ふと、栫井が公園の外の方を気にしてることに気付いた。
「……どうかしたの?」
そう声をかければ、「別に」と栫井はすぐに視線を外す。そして、そこで俺は気付いた。栫井の視線の先には先程で居た病院が見えた。
もしかしなくても、灘のことが気になるのだろう。
栫井は口では何も言わないが、二人は親しいように見えたし心配してるはずだ。……いや、本当に親しいかはどうかは怪しいがどちらにせよ同じ生徒会の仲間だ。そりゃ気になっても不思議ではない。
「……灘君なら大丈夫だよ、きっと」
「は?」
「え、いや、だから……」
「んなことどうでもいいんだよ。……だけど、静か過ぎる」
どうでもいいとバッサリと切られ、ぐうの音も出ない俺だったが、確かに栫井の言葉には一理あった。
それは先程から俺も引っ掛かっていた。だって、あの阿賀松がすんなり出してくれるとは思わない。
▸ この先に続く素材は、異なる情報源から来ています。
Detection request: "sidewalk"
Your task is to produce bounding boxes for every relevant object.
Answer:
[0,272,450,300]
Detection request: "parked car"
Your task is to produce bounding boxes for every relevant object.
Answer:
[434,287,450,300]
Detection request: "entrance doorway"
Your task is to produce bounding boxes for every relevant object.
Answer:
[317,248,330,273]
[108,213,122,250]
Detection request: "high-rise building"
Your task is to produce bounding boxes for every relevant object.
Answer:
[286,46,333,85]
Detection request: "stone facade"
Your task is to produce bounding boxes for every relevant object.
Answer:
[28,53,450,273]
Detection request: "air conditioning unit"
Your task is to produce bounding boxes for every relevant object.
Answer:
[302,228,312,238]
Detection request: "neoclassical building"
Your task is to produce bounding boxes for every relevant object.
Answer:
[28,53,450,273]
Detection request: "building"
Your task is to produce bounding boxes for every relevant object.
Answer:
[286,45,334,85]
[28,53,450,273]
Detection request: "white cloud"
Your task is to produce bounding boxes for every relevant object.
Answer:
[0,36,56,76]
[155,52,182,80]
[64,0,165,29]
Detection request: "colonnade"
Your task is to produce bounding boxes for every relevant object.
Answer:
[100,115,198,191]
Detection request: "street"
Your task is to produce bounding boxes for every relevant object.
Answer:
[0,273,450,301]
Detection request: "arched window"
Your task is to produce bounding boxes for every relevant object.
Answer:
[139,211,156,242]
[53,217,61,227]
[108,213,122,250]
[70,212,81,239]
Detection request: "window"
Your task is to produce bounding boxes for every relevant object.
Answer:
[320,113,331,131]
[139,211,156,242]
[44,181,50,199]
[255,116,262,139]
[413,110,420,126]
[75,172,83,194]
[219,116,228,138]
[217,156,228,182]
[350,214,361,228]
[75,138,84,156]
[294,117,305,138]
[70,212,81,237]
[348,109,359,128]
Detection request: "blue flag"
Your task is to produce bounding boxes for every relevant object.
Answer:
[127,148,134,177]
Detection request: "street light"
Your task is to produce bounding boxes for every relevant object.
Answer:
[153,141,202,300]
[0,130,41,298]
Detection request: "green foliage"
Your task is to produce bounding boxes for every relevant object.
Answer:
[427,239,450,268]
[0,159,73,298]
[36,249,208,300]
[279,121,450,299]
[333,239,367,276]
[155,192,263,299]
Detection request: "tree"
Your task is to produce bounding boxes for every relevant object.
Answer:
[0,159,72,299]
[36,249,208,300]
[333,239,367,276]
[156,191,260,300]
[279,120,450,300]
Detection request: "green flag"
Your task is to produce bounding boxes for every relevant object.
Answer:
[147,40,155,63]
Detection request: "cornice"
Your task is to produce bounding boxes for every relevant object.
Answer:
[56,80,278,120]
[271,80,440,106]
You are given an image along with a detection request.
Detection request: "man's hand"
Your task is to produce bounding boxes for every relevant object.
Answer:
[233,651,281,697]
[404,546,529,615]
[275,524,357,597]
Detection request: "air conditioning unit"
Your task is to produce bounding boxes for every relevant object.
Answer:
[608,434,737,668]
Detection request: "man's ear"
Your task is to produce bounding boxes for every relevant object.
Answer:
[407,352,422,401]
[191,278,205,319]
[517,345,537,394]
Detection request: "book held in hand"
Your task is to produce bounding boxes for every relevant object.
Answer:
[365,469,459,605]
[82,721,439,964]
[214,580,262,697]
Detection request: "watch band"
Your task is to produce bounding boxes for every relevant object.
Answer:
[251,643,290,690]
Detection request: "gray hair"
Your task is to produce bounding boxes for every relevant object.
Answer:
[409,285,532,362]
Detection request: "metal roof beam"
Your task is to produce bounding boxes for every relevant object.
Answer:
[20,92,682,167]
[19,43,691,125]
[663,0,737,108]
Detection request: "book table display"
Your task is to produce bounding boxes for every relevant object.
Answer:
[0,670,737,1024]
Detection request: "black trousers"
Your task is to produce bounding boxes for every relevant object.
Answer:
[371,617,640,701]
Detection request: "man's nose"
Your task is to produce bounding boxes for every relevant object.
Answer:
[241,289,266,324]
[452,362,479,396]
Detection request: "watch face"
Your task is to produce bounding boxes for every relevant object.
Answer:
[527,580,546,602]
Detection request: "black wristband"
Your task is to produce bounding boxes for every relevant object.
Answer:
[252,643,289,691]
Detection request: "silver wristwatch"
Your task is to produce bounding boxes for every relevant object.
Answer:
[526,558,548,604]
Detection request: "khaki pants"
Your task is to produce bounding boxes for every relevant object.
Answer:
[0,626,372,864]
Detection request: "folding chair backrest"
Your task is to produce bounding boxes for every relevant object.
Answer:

たまたま病院にいなかったのか、それとも敢えて俺達の脱走を見逃しているのか。だとしたら、阿賀松のメリットは。
……なんだろうか、すごく嫌な予感がする。
「ま、出られたらどうでもいいよ」
そんな俺達とは対照的に、あくまで前向きな志摩。
遅かれ早かれ俺達がいなくなったことはバレる。それ前提の行動なのだから気にするなということなのだろう。開き直りでもあるが。そんな志摩に、栫井は深く息を吐いた。
「なに、その溜め息」
「……相手にするのも馬鹿馬鹿しい」
そう、ふらりと公園の出入り口へと向かって歩き出す栫井に慌てて立ち上がる俺。
「あっ、ちょっ……栫井!」
そして、慌てて栫井の服の袖を掴めば、「なに」と鬱陶しそうに栫井は目を細めた。
「……どこに行くの?」
「どこでもいいだろ」
「まだ、約束守ってもらってないよ」
「…………」
押し黙る栫井。「栫井」ともう一度その名前を呼んだとき、栫井は面倒臭そうに髪を掻き上げる
「……このままこんなところを彷徨いてるわけにはいかないだろ」
確かに、この時間帯なら校門も閉まっているだろうし、学園にも寮にも戻れない。
だからと言ってホテルの部屋を借りるにしても今の俺たちは無一文に等しい。
――野宿。
脳裏に浮かぶその二文字にごくりと固唾を飲んだときだった。
「それなら、いい場所があるよ」
そう口を開いたのは志摩だった。
「こんなこともあろうかと用意してたんだよ、齋藤」
「え、用意って……」
「まあ、ちょっとしたツテがあるってこと」
そう微笑む志摩。褒めて、と言わんばかりに畳み掛けてくる志摩の笑顔になんとなく嫌な予感がしたが、野宿して警察に補導される可能性がなくなるなら……まあいいのか。
「わかった、じゃあ……志摩お願いするね」
「いいよ。俺に感謝すべきだね、二人とも。今夜はゆっくり休めるから」
本当だろうか、と思いつつも先を歩いていく志摩に俺も着いていく。そして、後ろから栫井が着いてくるのが見えた。
取り敢えずまだ俺達と行動してくれるらしい栫井に一先ずほっとした。